Does the DeltaForge SQL engine support window functions?

Yes. All standard window functions are supported: ROW_NUMBER, RANK, DENSE_RANK, NTILE, PERCENT_RANK, CUME_DIST, FIRST_VALUE, LAST_VALUE, NTH_VALUE, LAG and LEAD. Frames are supported in all three modes (ROWS, RANGE, GROUPS) with frame exclusion clauses.

Can I write PL/pgSQL stored procedures against Delta Lake tables?

Yes. DeltaForge implements a PL/pgSQL-style procedural language with scalar variables, RECORD types, percent-TYPE and percent-ROWTYPE references, arrays, CONSTANT declarations, IF and CASE branches, LOOP and WHILE and FOR loops, EXCEPTION blocks, RAISE NOTICE/WARNING/EXCEPTION, and cursors.
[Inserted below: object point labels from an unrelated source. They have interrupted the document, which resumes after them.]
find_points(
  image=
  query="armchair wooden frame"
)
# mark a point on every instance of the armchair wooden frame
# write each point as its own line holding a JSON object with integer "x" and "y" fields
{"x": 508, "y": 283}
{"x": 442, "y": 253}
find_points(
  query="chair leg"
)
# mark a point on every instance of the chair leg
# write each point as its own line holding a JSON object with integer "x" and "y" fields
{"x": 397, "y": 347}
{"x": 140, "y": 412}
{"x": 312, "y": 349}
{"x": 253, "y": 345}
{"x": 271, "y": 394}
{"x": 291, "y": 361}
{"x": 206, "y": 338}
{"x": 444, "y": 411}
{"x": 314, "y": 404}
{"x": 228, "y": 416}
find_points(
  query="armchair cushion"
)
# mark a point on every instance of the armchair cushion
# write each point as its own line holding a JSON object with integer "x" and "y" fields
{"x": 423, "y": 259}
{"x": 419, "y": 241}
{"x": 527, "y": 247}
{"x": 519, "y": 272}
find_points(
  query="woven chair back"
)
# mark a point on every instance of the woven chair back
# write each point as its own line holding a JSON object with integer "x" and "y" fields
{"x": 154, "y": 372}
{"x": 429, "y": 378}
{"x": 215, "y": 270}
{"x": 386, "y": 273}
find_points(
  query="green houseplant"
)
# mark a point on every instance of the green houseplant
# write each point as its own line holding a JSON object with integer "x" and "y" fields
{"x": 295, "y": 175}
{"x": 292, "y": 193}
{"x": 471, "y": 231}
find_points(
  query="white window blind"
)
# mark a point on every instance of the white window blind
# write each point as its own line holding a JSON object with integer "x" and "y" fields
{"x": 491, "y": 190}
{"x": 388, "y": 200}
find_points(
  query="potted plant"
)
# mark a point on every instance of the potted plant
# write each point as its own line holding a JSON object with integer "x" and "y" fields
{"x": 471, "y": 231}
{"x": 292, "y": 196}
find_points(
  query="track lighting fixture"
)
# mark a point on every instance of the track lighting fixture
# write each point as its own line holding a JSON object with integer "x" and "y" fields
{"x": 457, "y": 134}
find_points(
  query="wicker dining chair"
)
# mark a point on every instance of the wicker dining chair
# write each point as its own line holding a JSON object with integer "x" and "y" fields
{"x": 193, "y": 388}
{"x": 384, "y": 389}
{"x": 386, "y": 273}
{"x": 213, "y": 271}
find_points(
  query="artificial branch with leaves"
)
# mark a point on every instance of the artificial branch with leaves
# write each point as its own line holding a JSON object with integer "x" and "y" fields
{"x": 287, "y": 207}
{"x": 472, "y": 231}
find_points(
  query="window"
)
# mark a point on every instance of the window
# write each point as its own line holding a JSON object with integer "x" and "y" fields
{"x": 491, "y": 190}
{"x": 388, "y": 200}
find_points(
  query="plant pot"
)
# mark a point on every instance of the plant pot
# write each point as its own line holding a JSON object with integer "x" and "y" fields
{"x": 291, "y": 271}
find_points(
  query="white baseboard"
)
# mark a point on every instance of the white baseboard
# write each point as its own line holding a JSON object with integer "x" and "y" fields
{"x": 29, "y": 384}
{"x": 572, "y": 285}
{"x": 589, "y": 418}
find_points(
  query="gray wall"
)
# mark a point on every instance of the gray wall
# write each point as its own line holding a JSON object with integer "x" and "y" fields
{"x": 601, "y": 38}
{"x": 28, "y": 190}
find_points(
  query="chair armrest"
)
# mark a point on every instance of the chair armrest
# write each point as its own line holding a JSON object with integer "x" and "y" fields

Does the SQL engine support graph queries on Delta tables?

Yes. The engine accepts Cypher property-graph queries (MATCH, WHERE, RETURN, OPTIONAL MATCH and variable-length paths) over Delta Lake tables that are modelled as nodes and relationships. Cypher and SQL share the same planner.

How does the cost-based optimizer use Delta Lake statistics?

The optimizer reads column-level min, max, null-count and histogram statistics from the Delta transaction log and from ANALYZE TABLE output. It uses these to prune partitions, skip Parquet files via min/max bounds, reorder joins by estimated cardinality, fold constants, and eliminate dead predicates.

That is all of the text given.